Outro aspecto que a própria sociedade pode abordar e encarar de frente é a violência contra os menores. Cada vizinhança, ao tomar conhecimento de que determinada criança ou adolescente está sendo objeto de maus-tratos por parte de seus pais, na proporção que for, poderá fazer denúncias (ainda que sejam anônimas), acionando os serviços públicos de proteção aos menores.

As escolas e os hospitais também possuem corpo técnico capacitado para receber tais denúncias (profissionais desses estabelecimentos podem inclusive ser sujeitos ao pagamento de multa judicial caso se calem sobre a ocorrência de maus-tratos), bastando aos integrantes da comunidade ter coragem e voz ativa na defesa intransigente das pequenas vítimas contra qualquer tipo de abuso.

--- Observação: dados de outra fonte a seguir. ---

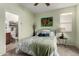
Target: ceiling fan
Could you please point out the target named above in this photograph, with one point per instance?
(47, 4)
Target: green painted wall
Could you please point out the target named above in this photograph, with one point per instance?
(56, 21)
(26, 19)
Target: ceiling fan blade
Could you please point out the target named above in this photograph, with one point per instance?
(47, 4)
(36, 4)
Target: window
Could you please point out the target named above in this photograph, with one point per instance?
(66, 22)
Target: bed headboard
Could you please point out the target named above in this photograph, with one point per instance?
(45, 31)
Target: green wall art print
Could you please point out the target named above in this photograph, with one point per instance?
(46, 22)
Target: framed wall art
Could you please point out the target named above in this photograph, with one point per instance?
(46, 22)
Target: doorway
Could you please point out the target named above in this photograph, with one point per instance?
(11, 30)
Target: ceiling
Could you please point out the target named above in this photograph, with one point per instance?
(41, 7)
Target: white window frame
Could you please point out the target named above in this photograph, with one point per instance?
(64, 29)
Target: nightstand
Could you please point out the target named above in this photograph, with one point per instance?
(62, 41)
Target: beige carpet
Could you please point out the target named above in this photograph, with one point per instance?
(62, 50)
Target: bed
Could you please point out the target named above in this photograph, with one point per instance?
(39, 45)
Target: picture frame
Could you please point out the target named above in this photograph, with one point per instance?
(47, 21)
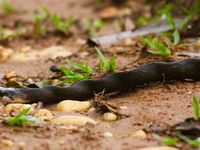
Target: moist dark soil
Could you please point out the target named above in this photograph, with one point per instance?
(152, 105)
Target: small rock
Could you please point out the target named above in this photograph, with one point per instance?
(108, 134)
(139, 134)
(61, 142)
(73, 106)
(123, 108)
(110, 117)
(22, 144)
(70, 119)
(10, 108)
(44, 114)
(7, 143)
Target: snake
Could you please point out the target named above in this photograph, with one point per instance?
(182, 70)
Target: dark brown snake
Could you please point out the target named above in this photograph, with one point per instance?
(121, 81)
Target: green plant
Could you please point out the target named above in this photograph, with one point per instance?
(86, 69)
(194, 143)
(71, 76)
(195, 105)
(45, 12)
(106, 65)
(93, 26)
(22, 118)
(39, 28)
(168, 16)
(62, 26)
(2, 35)
(158, 47)
(7, 7)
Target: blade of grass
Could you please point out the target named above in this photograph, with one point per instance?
(195, 105)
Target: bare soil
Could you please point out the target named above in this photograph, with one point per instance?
(154, 105)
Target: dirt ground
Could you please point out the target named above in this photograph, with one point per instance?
(154, 105)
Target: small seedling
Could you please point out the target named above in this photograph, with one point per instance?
(106, 65)
(7, 7)
(22, 118)
(2, 35)
(62, 26)
(158, 47)
(74, 76)
(93, 26)
(39, 28)
(86, 69)
(195, 105)
(176, 35)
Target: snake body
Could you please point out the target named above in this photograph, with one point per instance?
(121, 81)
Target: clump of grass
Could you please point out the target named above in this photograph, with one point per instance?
(22, 118)
(2, 35)
(92, 26)
(7, 7)
(72, 76)
(39, 27)
(176, 34)
(62, 25)
(106, 65)
(195, 105)
(157, 46)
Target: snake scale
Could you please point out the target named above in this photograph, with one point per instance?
(121, 81)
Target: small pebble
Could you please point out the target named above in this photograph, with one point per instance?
(44, 114)
(108, 134)
(73, 106)
(75, 120)
(139, 134)
(159, 148)
(110, 116)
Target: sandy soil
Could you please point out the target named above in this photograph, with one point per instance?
(154, 105)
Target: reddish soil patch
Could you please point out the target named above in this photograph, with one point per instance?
(152, 105)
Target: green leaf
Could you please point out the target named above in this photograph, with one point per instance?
(112, 63)
(84, 68)
(176, 37)
(169, 18)
(104, 62)
(195, 105)
(158, 47)
(99, 24)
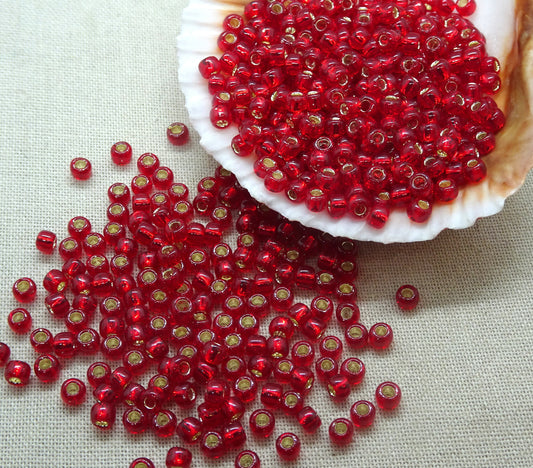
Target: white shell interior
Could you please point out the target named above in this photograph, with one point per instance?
(201, 27)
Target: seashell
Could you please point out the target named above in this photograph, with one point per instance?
(507, 26)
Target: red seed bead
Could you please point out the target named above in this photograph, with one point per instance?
(271, 394)
(341, 431)
(41, 340)
(407, 297)
(80, 168)
(234, 435)
(69, 248)
(356, 336)
(388, 395)
(262, 423)
(380, 336)
(73, 393)
(178, 457)
(339, 387)
(309, 419)
(212, 444)
(46, 242)
(302, 353)
(5, 352)
(142, 463)
(19, 320)
(330, 346)
(17, 373)
(121, 153)
(24, 290)
(164, 423)
(103, 415)
(288, 446)
(46, 368)
(347, 314)
(98, 373)
(247, 459)
(362, 413)
(291, 402)
(326, 368)
(353, 369)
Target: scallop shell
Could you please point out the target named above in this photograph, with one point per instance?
(507, 25)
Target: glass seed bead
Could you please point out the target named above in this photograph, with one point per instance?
(189, 429)
(212, 444)
(407, 297)
(362, 413)
(46, 368)
(46, 242)
(388, 395)
(142, 463)
(356, 336)
(24, 290)
(19, 320)
(80, 168)
(121, 153)
(380, 336)
(178, 457)
(288, 446)
(339, 387)
(17, 373)
(5, 352)
(247, 459)
(341, 431)
(73, 393)
(177, 134)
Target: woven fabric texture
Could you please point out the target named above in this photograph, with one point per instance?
(75, 77)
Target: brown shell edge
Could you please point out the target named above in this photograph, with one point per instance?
(512, 158)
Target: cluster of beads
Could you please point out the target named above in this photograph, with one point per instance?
(358, 108)
(167, 291)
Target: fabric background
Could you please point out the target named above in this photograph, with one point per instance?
(75, 77)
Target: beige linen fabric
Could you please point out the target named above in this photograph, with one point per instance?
(75, 77)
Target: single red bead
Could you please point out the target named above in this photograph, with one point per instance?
(103, 415)
(339, 387)
(178, 457)
(407, 297)
(234, 435)
(73, 394)
(5, 352)
(189, 429)
(388, 395)
(24, 290)
(46, 242)
(164, 423)
(41, 340)
(147, 163)
(356, 336)
(142, 463)
(121, 153)
(17, 373)
(380, 336)
(341, 431)
(177, 133)
(362, 413)
(309, 419)
(288, 446)
(46, 368)
(81, 168)
(247, 459)
(262, 423)
(19, 320)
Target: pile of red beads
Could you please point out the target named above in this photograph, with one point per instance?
(358, 108)
(160, 289)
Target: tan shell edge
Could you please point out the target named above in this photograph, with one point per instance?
(508, 164)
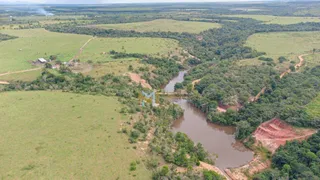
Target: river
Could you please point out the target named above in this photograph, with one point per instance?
(216, 139)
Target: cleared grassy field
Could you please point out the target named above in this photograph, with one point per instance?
(25, 76)
(98, 49)
(54, 135)
(17, 54)
(268, 19)
(287, 44)
(284, 43)
(163, 25)
(313, 108)
(115, 67)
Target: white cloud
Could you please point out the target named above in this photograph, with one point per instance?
(110, 1)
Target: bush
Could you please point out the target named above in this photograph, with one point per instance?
(133, 166)
(211, 175)
(266, 59)
(282, 59)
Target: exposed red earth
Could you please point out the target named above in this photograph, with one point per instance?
(274, 133)
(271, 135)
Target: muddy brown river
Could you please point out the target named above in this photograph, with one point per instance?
(216, 139)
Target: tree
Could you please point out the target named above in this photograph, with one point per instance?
(48, 66)
(53, 57)
(292, 68)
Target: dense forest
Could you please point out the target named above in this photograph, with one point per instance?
(295, 160)
(230, 84)
(283, 98)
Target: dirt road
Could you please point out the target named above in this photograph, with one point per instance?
(297, 66)
(81, 49)
(4, 82)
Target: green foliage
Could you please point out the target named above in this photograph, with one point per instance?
(4, 37)
(133, 166)
(266, 59)
(282, 59)
(178, 86)
(227, 84)
(211, 175)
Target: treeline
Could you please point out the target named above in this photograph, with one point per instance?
(119, 55)
(226, 42)
(283, 98)
(4, 37)
(228, 84)
(165, 70)
(295, 160)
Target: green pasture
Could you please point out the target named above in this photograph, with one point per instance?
(17, 54)
(115, 67)
(55, 135)
(164, 25)
(284, 20)
(25, 76)
(98, 49)
(287, 44)
(313, 108)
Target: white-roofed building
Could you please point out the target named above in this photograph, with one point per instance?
(42, 60)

Como pudemos ver, o Estatuto da Criança e do Adolescente constitui uma legislação de vanguarda no tocante à defesa dos direitos dos jovens, fornecendo diretrizes básicas para o exercício dessa tutela nos mais variados níveis, tanto pelo Poder Público como pela iniciativa privada, em especial pela comunidade em que vivem os jovens em situação de risco.

Compete, portanto, a todos nós a defesa intransigente desses direitos, de forma que possamos dizer (não no futuro, porque o futuro do jovem é agora) que, para determinada criança ou adolescente, nós fizemos a diferença. É necessário colocar mãos à obra, porque ainda existe muito a ser feito em benefício de nossos menores.